Documentation

Starting Casper jobs with PBS

Created by Unknown User (bjsmith), last modified on 2023-04-17

This documentation describes how to use PBS Pro to submit jobs to run on nodes in the Casper cluster. Unless GPUs are required, run jobs that require the use of more than one compute node on Cheyenne.

Procedures for starting both interactive jobs and batch jobs on Casper are described below. Also:

  • Compile your code on Casper nodes if you will run it on Casper.
  • See Calculating charges to learn how core-hours charges are calculated for jobs that run on Casper.

Begin by logging in on Casper (casper.ucar.edu) or Cheyenne (cheyenne.ucar.edu).

Wall-clock

The wall-clock limit on the Casper cluster is 24 hours except as noted below.

Specify the hours your job needs as in the examples below. Use either the hours:minutes:seconds format or minutes:seconds.

Page contents


Interactive jobs

Starting a remote command shell with execcasper

Run the execcasper command to start an interactive job. Invoking it without an argument will start an interactive shell on the first available HTC node. The default wall-clock time is 6 hours. 

To use another type of node, include a select statement specifying the resources you need. The execcasper command accepts all PBS flags and resource specifications as detailed by man qsub. Some common requests include:

  • -A project_code (defaults to DAV_PROJECT value that you set in your start file)
  • -l walltime=HH:MM:SS (defaults to 6 hours)
  • -l select=1:ncpus=#:mpiprocs=#:ompthreads=#:mem=#GB:ngpus=#:cpu_type=skylake
    (or cascadelake)
  • -l gpu_type=gp100 (or v100)
  • -q gpudev (This will direct your interactive job to the "gpudev" queue rather than the default "casper" submission queue.)

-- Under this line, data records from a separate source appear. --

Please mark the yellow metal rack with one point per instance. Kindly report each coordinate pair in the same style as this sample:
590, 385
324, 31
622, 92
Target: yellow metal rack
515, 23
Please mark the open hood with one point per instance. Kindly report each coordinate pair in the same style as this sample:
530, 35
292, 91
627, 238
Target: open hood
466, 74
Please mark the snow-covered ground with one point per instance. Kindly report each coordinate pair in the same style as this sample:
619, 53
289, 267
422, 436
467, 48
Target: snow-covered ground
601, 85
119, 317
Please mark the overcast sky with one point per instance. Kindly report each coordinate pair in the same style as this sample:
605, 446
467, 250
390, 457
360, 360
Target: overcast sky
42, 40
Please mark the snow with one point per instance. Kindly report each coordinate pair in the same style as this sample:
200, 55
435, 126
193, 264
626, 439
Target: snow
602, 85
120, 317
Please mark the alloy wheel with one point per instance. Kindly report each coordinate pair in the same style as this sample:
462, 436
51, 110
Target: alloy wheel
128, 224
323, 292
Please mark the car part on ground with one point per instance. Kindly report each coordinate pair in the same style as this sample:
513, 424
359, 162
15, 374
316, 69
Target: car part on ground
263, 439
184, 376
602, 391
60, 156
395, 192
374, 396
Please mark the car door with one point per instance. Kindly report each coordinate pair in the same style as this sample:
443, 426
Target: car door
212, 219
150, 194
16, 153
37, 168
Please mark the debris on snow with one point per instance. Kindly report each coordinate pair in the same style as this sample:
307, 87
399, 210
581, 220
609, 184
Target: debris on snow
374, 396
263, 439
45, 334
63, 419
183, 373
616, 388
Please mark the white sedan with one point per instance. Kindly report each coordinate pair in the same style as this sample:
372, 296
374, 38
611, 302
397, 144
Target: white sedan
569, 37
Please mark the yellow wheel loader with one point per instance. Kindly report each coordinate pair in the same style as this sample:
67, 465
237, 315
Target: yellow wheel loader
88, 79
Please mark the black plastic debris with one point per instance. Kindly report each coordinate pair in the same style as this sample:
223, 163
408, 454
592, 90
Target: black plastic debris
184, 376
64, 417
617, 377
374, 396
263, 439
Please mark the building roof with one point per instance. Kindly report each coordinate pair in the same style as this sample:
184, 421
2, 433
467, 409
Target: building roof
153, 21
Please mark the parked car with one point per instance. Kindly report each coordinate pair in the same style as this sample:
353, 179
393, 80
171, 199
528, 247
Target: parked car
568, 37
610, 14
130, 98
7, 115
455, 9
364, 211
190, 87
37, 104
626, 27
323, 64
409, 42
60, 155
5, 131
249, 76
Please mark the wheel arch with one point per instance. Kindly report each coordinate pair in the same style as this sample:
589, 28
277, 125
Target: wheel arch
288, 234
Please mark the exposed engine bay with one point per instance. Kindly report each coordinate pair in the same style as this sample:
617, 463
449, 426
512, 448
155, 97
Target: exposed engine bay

Additionally, execcasper provides some convenience flags to simplify requesting job resources. If you specify a select statement as described above, it will take precedence over these flags.

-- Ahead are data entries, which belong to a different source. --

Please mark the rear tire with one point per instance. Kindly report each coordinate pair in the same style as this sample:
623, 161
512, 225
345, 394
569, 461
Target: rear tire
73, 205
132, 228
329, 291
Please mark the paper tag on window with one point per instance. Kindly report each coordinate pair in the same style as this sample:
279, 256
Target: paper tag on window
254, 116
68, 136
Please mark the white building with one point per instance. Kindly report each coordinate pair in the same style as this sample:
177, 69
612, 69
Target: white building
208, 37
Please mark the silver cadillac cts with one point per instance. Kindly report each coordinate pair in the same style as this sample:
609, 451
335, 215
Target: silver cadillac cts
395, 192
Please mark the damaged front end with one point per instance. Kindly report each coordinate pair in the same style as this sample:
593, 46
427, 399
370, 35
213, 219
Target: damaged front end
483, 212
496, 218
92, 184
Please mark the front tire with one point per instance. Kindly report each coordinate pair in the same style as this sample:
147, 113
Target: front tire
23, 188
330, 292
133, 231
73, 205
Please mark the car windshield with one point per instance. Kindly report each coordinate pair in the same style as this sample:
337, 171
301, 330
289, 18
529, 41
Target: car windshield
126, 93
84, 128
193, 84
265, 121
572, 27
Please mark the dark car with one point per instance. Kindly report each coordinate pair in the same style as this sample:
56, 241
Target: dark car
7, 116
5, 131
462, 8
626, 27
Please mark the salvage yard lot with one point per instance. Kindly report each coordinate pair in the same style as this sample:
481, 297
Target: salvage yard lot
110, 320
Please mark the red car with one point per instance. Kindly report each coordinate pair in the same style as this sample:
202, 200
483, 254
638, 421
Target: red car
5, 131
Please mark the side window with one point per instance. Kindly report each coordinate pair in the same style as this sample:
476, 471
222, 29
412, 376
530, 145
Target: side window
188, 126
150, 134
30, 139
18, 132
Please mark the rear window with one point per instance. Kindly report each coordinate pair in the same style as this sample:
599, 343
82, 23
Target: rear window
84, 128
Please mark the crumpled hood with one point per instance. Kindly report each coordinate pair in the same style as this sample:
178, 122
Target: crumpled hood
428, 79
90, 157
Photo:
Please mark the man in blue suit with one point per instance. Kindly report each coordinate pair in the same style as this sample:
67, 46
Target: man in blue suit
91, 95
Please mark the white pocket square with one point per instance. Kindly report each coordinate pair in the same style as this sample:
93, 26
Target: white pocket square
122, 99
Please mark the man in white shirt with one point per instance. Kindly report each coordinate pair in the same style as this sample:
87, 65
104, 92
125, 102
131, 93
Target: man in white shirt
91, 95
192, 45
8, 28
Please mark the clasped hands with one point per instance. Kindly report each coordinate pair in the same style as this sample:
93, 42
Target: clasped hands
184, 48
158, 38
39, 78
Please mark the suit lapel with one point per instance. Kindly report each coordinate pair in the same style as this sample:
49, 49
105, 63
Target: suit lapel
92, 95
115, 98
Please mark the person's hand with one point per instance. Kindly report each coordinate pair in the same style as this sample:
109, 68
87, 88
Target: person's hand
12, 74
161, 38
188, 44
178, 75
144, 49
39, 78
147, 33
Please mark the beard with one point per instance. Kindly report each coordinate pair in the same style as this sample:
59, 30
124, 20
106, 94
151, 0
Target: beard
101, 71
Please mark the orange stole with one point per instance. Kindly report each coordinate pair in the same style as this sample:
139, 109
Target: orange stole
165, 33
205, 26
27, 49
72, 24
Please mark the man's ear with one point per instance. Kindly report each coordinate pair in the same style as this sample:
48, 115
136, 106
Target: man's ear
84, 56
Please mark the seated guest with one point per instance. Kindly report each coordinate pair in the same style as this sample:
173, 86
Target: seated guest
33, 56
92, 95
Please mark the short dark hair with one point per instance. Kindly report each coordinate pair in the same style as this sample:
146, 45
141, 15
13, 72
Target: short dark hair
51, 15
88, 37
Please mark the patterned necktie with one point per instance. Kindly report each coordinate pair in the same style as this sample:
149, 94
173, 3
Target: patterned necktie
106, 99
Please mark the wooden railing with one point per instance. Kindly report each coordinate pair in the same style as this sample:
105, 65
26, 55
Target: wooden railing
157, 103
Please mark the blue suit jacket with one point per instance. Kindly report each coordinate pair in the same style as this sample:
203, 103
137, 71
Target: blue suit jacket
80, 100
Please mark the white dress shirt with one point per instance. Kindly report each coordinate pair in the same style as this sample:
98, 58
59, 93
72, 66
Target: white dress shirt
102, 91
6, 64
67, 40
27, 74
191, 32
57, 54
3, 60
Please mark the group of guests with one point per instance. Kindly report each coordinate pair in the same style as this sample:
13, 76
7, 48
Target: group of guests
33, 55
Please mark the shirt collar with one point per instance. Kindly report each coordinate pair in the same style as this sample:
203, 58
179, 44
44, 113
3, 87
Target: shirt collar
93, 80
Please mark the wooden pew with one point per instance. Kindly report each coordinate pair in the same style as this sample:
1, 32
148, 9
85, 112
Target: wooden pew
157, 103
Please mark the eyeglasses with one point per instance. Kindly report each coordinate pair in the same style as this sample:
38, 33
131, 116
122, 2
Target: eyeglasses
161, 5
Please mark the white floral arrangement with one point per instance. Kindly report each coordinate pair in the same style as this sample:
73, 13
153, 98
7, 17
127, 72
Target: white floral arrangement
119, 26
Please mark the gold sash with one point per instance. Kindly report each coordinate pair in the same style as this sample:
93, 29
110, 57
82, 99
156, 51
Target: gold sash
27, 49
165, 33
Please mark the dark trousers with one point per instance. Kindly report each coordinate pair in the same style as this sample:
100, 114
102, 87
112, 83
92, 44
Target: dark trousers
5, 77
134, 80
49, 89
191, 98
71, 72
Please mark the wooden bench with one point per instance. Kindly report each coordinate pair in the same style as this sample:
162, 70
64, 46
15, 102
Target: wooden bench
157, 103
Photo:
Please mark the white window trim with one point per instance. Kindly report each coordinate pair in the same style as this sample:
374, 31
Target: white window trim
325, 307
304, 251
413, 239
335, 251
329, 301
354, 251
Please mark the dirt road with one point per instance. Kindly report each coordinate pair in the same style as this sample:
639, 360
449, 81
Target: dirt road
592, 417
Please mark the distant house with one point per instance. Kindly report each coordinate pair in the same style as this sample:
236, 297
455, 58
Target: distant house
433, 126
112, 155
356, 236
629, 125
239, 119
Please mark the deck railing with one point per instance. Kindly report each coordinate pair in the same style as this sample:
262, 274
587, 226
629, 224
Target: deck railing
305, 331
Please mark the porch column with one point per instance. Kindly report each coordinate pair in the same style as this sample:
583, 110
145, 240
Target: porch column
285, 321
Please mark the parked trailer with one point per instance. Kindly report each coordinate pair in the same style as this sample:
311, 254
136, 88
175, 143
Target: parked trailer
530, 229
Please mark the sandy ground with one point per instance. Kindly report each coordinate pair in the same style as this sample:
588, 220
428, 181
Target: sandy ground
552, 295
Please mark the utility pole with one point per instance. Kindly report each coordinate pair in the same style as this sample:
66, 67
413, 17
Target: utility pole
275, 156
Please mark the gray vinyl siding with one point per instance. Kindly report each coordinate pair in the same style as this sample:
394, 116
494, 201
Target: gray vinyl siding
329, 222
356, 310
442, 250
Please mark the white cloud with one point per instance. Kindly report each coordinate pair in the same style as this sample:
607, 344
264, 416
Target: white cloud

  • --nchunks=# - number of chunks specified in a select statement (e.g., select=<numchunks>)
  • --ntasks=# - number of MPI tasks assigned to each chunk (mpiprocs)
  • --nthreads=# - number of SMP threads assigned to each chunk (ompthreads)
  • --mem=#GB - amount of memory in gigabytes assigned to each chunk
  • --ngpus=# - number of GPUs assigned to each chunk
  • --gpu=<type> to specify the gpu_type resource
  • --cpu=<type> to specify the cpu_type resource

The following execcasper invocations, the first with a select statement and the second with a memory flag, are equivalent.

execcasper -A PROJ0001 -l select=1:ncpus=1:mem=20GB
execcasper -A PROJ0001 --mem=20GB

If you do not include a resource specification by using either a select statement or convenience flags, you will be assigned 1 CPU with 10 GB of memory and no GPUs.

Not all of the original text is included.